A política contemporânea está contaminada por uma lógica de seita e de fanatismo, agravada pelo agigantar dos extremos.
Esse fenómeno aditivado pelo alarme constante e urgência diária tem nas redes sociais o combustível que incendeia permanentemente o debate público, imprimindo nos púlpitos digitais a amplificação de toda a qualidade de dogmas e punindo severamente as dúvidas.
Quantas vezes lemos nas redes comentários de crentes fanáticos, que olham o mundo como um vasto território de infiéis, convencidos de que vivem cercados apenas pelos puros e pelos salvos. E veem no seu líder o sumo sacerdote que marcha em procissão digital, pronto a denunciar blasfémias e a excomungar quem não reza pela cartilha. Discutir, isso é coisa de vendidos, centristas, moderados ou de outro género de hereges.

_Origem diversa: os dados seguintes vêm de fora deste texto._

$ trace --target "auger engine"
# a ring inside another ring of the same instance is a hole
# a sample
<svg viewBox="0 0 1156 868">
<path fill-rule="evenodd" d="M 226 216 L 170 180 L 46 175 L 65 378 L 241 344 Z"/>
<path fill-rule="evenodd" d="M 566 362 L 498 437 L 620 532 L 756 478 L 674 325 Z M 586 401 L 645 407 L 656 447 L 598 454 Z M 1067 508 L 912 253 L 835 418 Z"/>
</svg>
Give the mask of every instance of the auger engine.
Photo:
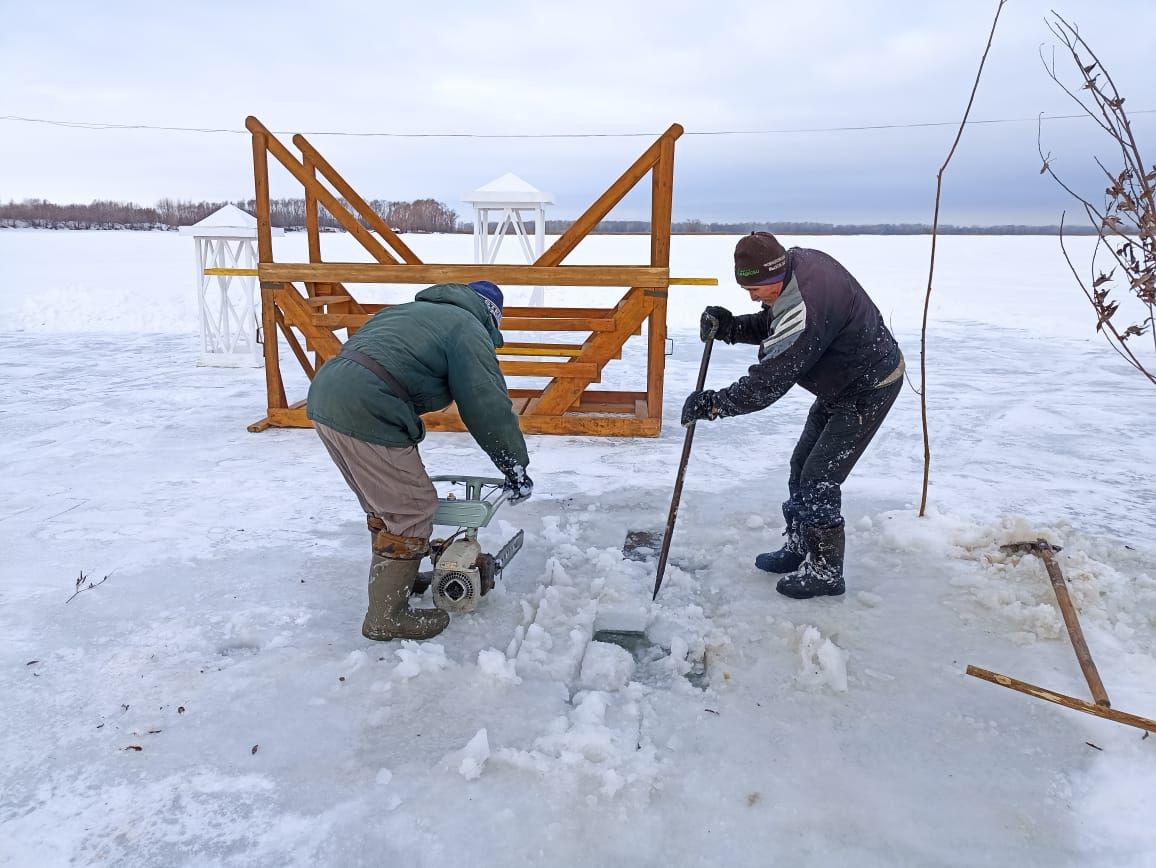
<svg viewBox="0 0 1156 868">
<path fill-rule="evenodd" d="M 496 555 L 483 552 L 478 542 L 478 528 L 489 524 L 506 500 L 505 480 L 480 476 L 434 476 L 432 479 L 435 483 L 466 487 L 464 498 L 451 492 L 438 499 L 434 524 L 456 526 L 458 531 L 444 541 L 431 541 L 434 569 L 429 587 L 433 604 L 455 614 L 472 612 L 481 598 L 494 589 L 497 575 L 521 550 L 525 535 L 518 531 Z M 424 584 L 415 586 L 415 592 L 424 591 Z"/>
</svg>

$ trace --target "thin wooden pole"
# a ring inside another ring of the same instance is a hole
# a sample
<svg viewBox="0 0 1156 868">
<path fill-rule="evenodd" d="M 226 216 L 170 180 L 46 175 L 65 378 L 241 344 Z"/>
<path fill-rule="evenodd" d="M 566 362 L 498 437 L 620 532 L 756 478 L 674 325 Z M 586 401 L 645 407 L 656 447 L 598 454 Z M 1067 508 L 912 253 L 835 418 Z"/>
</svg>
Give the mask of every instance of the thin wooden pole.
<svg viewBox="0 0 1156 868">
<path fill-rule="evenodd" d="M 1111 707 L 1108 700 L 1108 691 L 1104 689 L 1104 682 L 1100 680 L 1100 673 L 1092 661 L 1092 652 L 1084 640 L 1084 631 L 1080 629 L 1080 619 L 1076 615 L 1076 607 L 1068 595 L 1068 583 L 1064 581 L 1064 574 L 1060 572 L 1060 565 L 1056 563 L 1055 554 L 1046 539 L 1037 540 L 1036 550 L 1047 568 L 1048 578 L 1052 580 L 1052 590 L 1056 592 L 1056 602 L 1060 604 L 1060 613 L 1064 616 L 1064 624 L 1068 627 L 1068 638 L 1072 640 L 1072 648 L 1076 652 L 1076 659 L 1080 662 L 1080 669 L 1084 679 L 1092 691 L 1092 698 L 1096 705 L 1104 708 Z"/>
<path fill-rule="evenodd" d="M 1082 711 L 1085 714 L 1102 717 L 1105 720 L 1114 720 L 1116 723 L 1134 726 L 1137 729 L 1144 729 L 1148 732 L 1156 732 L 1156 720 L 1149 720 L 1146 717 L 1140 717 L 1136 714 L 1128 714 L 1126 711 L 1117 711 L 1114 708 L 1105 708 L 1102 705 L 1096 705 L 1083 699 L 1076 699 L 1074 696 L 1056 693 L 1052 690 L 1046 690 L 1043 687 L 1037 687 L 1034 684 L 1028 684 L 1026 681 L 1019 681 L 1007 675 L 1000 675 L 998 672 L 980 669 L 978 666 L 968 666 L 967 674 L 982 679 L 983 681 L 990 681 L 992 684 L 998 684 L 1000 687 L 1018 690 L 1020 693 L 1026 693 L 1028 696 L 1036 697 L 1036 699 L 1046 699 L 1048 702 L 1054 702 L 1056 705 L 1062 705 L 1064 708 L 1070 708 L 1073 711 Z"/>
</svg>

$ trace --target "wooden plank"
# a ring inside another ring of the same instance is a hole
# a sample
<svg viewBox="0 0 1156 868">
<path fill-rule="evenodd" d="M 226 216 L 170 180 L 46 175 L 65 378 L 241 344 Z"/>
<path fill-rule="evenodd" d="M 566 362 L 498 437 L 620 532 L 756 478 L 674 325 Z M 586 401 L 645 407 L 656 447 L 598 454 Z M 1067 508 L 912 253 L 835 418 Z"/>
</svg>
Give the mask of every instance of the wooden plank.
<svg viewBox="0 0 1156 868">
<path fill-rule="evenodd" d="M 345 304 L 350 299 L 346 295 L 315 295 L 311 298 L 305 299 L 305 303 L 310 307 L 325 307 L 327 304 Z"/>
<path fill-rule="evenodd" d="M 542 394 L 541 389 L 523 389 L 512 388 L 509 390 L 510 397 L 514 398 L 535 398 Z M 619 392 L 610 389 L 587 389 L 582 393 L 579 400 L 593 401 L 595 403 L 607 404 L 633 404 L 639 399 L 646 399 L 645 392 Z"/>
<path fill-rule="evenodd" d="M 305 355 L 305 350 L 302 349 L 301 344 L 297 340 L 297 335 L 293 334 L 293 330 L 285 323 L 285 317 L 281 315 L 281 311 L 277 311 L 277 325 L 281 328 L 281 334 L 285 336 L 285 343 L 289 344 L 289 349 L 293 351 L 293 355 L 297 357 L 300 362 L 302 370 L 310 380 L 313 379 L 317 371 L 313 364 L 309 361 L 309 357 Z"/>
<path fill-rule="evenodd" d="M 647 172 L 651 170 L 654 164 L 658 161 L 662 142 L 670 139 L 672 142 L 682 135 L 682 127 L 678 124 L 673 124 L 670 129 L 663 133 L 659 138 L 647 148 L 641 157 L 634 161 L 634 164 L 627 169 L 610 187 L 599 196 L 594 204 L 586 209 L 573 225 L 559 236 L 549 249 L 544 251 L 541 256 L 535 260 L 535 265 L 557 265 L 563 259 L 570 255 L 575 247 L 578 246 L 583 238 L 585 238 L 598 222 L 602 220 L 610 209 L 622 201 L 634 185 L 637 184 Z M 637 281 L 637 283 L 645 283 L 645 281 Z M 631 284 L 635 285 L 635 284 Z M 657 286 L 659 284 L 651 284 Z"/>
<path fill-rule="evenodd" d="M 206 268 L 205 274 L 209 277 L 256 277 L 255 268 Z"/>
<path fill-rule="evenodd" d="M 357 224 L 360 225 L 360 224 Z M 468 283 L 490 280 L 499 286 L 648 286 L 665 288 L 668 268 L 646 265 L 388 265 L 372 262 L 282 263 L 262 259 L 262 280 L 286 283 Z"/>
<path fill-rule="evenodd" d="M 518 416 L 524 434 L 571 434 L 590 437 L 657 437 L 660 426 L 654 419 L 637 419 L 625 414 L 573 414 L 540 416 L 530 407 Z M 429 431 L 465 431 L 461 417 L 443 410 L 422 417 Z"/>
<path fill-rule="evenodd" d="M 338 171 L 333 168 L 333 165 L 321 155 L 320 151 L 309 143 L 305 136 L 298 133 L 293 137 L 293 144 L 301 149 L 301 153 L 307 160 L 312 160 L 313 163 L 316 164 L 317 168 L 321 170 L 321 174 L 333 185 L 333 189 L 345 197 L 345 201 L 353 206 L 353 209 L 370 225 L 370 228 L 374 229 L 378 235 L 385 239 L 385 242 L 394 249 L 394 252 L 401 257 L 403 262 L 410 265 L 421 264 L 421 260 L 417 254 L 410 250 L 406 243 L 397 237 L 397 233 L 390 228 L 389 224 L 385 222 L 385 219 L 369 207 L 369 203 L 361 198 L 358 192 L 341 177 Z M 320 262 L 321 259 L 311 258 L 310 261 Z"/>
<path fill-rule="evenodd" d="M 589 362 L 520 362 L 502 359 L 498 362 L 507 377 L 574 377 L 588 383 L 598 382 L 598 366 Z"/>
<path fill-rule="evenodd" d="M 1118 711 L 1115 708 L 1109 708 L 1104 705 L 1096 705 L 1094 702 L 1087 702 L 1083 699 L 1077 699 L 1074 696 L 1068 696 L 1064 693 L 1056 693 L 1054 690 L 1047 690 L 1043 687 L 1037 687 L 1034 684 L 1029 684 L 1026 681 L 1019 681 L 1007 675 L 1000 675 L 998 672 L 991 672 L 987 669 L 980 669 L 978 666 L 968 666 L 967 674 L 984 681 L 989 681 L 992 684 L 998 684 L 1000 687 L 1008 687 L 1012 690 L 1018 690 L 1020 693 L 1026 693 L 1028 696 L 1034 696 L 1036 699 L 1045 699 L 1048 702 L 1054 702 L 1057 705 L 1062 705 L 1064 708 L 1070 708 L 1074 711 L 1082 711 L 1085 714 L 1091 714 L 1095 717 L 1102 717 L 1105 720 L 1114 720 L 1116 723 L 1123 723 L 1126 726 L 1134 726 L 1137 729 L 1144 729 L 1148 732 L 1156 732 L 1156 720 L 1150 720 L 1147 717 L 1140 717 L 1137 714 L 1129 714 L 1126 711 Z"/>
<path fill-rule="evenodd" d="M 257 261 L 268 262 L 273 259 L 273 227 L 269 222 L 269 137 L 265 135 L 264 129 L 252 132 L 253 198 L 257 203 Z"/>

A democracia, esse regime feito para gente sensata, mediana e racional, parece uma casa de repouso cercada por clérigos furiosos. O fanático precisa de inimigos como o monge precisa de pecadores. A dúvida passa a ser uma heresia e a dissidência, uma traição imperdoável. É o sectarismo a infiltrar-se numa democracia que vive precisamente da dúvida, do debate e da pluralidade.
Tal como numa seita religiosa, os extremos políticos vivem da promessa de salvação. À esquerda radical, essa promessa veste-se de um amanhã radioso, “os amanhãs que cantam”, sem exploração ou desigualdade, do outro lado, à direita radical, fantasia-se com um regresso a uma idade dourada de ordem e pureza perdida (que nunca existiu).
Ambas constroem um inimigo externo ou interno a quem atribuem todos os males: o “capitalista explorador”, o “imigrante invasor”, o “neoliberal de direita” ou o “globalista corrosivo”. Como nas seitas, não há complexidade, só dogma.
A adesão a este fanatismo político responde a uma necessidade humana biológica de certezas absolutas em tempos incertos. Tal como um crente encontra segurança na autoridade do seu pastor espiritual, também o militante sectário encontra sossego ao renunciar ao pensamento racional.
Questionar é um fardo, mas obedecer é libertador, porque existe o sentimento pertença a algo. Daí o fervor quase litúrgico com que se repetem “slogans”, marcham em manifestações coreografadas ou inundam-se redes com hashtags e vídeos como se fossem rezas em coro.
Esta deriva é perigosa porque a democracia não é nem pode ser uma religião, muito menos deve viver de dogmas ou profetas. A democracia é uma engrenagem intrincada e uma engenharia imperfeita, feita de compromissos, negociações e dúvidas.
Quando a política se converte em seita, fecha-se ao diálogo, e onde não há diálogo instala-se a violência verbal, simbólica e até mesmo física. Os extremos, no seu fanatismo, repetem a cada passo a liturgia da intolerância: já não se trata de convencer, mas de converter e quem não se converte, que se prepare para o silêncio dos pecadores.
O desafio da nossa sociedade é resgatar a política e o espaço público desse sequestro sectário, devolvendo-lhe o carácter humano, falível e plural. Só aceitando a dúvida como motor e as múltiplas diferenças como condição, é possível restituir à democracia o que sempre foi: o contrário de uma seita.
A política-seita que exige “cruzados de computador” e “CapsLock” não se interessa por soluções, só pelo sacrifício ritual dos “bodes expiatórios” entre memes e provocações mediáticas.
Atirando a democracia para o balcão tasqueiro e mal frequentado, do pensamento de rebanho e tornando verdade o velho sonho lusitano sebastianista de se ser, ao mesmo tempo, cavaleiro e mártir.
Cabe a todos agarrar nas nossas revoltas interiores e sociais e canalizá-las para respostas sérias que podem beneficiar a sociedade e não para quem só se preparou para o vídeo, para o mantra instantâneo ou para o click batting do momento.